Gelişmekte Olan Ekonomiler İçin Finansal Esnekliğe Giden Bir Yol mu?
Etki eksikliği, çeşitlendirilmemiş ekonomiler ve kısıtlayıcı düzenlemeler, yükselen piyasa para birimlerini gelişmiş emsallerinden daha değişken hale getiren faktörlerdir. İlk ikisi, ikincisinin varlığına katkıda bulunuyor, ki bu da benim gibi insanları vatandaşların finansal özgürlüğünü kısıtlama açısından en çok etkileyen şey. Gelişen piyasa ülkelerinin, benim gibi insanların Amazon.com'da bir şeyler satın almasını kolaylaştırmaya öncelik vermesi gerektiğini savunmuyorum - bunun yerine, belki daha ilerici bir yaklaşımın daha sürdürülebilir yabancı yatırımı ve ekonomik kalkınmayı teşvik edebileceğini, yayılma etkileri ile birlikte tüketicilere daha fazla finansal özgürlük.

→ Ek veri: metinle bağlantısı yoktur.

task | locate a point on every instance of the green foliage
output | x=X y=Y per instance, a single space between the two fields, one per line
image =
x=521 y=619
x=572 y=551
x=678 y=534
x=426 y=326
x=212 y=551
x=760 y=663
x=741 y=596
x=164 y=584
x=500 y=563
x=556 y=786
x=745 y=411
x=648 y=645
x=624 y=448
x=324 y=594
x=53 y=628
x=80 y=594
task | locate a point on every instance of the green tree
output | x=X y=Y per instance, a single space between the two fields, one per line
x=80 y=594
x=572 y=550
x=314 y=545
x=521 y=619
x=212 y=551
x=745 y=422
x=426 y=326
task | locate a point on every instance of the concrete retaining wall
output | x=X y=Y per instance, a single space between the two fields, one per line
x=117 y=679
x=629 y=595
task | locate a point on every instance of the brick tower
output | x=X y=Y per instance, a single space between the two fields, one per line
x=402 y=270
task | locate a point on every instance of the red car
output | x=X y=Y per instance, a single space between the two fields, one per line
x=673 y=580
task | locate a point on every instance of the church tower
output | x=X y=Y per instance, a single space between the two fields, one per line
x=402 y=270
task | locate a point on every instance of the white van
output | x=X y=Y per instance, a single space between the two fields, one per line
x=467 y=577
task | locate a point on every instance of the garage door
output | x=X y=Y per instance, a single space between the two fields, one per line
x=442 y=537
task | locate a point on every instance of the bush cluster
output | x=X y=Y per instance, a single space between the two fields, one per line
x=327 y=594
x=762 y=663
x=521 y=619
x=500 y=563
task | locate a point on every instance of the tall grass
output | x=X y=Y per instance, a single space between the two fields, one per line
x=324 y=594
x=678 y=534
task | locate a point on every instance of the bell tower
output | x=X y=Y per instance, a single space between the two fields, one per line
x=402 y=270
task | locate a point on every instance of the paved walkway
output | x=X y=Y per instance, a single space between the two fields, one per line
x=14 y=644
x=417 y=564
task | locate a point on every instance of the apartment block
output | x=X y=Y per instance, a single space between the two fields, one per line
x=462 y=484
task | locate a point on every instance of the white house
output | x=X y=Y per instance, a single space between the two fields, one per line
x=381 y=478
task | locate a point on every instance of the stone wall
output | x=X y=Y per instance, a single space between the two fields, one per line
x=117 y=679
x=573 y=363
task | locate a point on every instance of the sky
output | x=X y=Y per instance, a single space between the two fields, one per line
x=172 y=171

Çözümlerle ilgili olarak, gelişmekte olan bir pazar ülkesinin bir kripto para birimi tanıttığını ve dijital bir finansal ekonomi oluşturmaya çalıştığını görmek beni çok mutlu ederdi. Buradaki gelişmelere göz kulak olacağım, çünkü bu tamamen yeni bir makroekonomik finansal yönetim kavramının habercisi olabilir.
Açıklama: Makalede ifade edilen görüşler tamamen yazara aittir. Yazar, bu raporda belirli tavsiyeleri veya görüşleri ifade etmesi karşılığında doğrudan veya dolaylı bir tazminat almamıştır ve almayacaktır. Araştırma, yatırım tavsiyesi olarak kullanılmamalı veya bunlara güvenilmemelidir.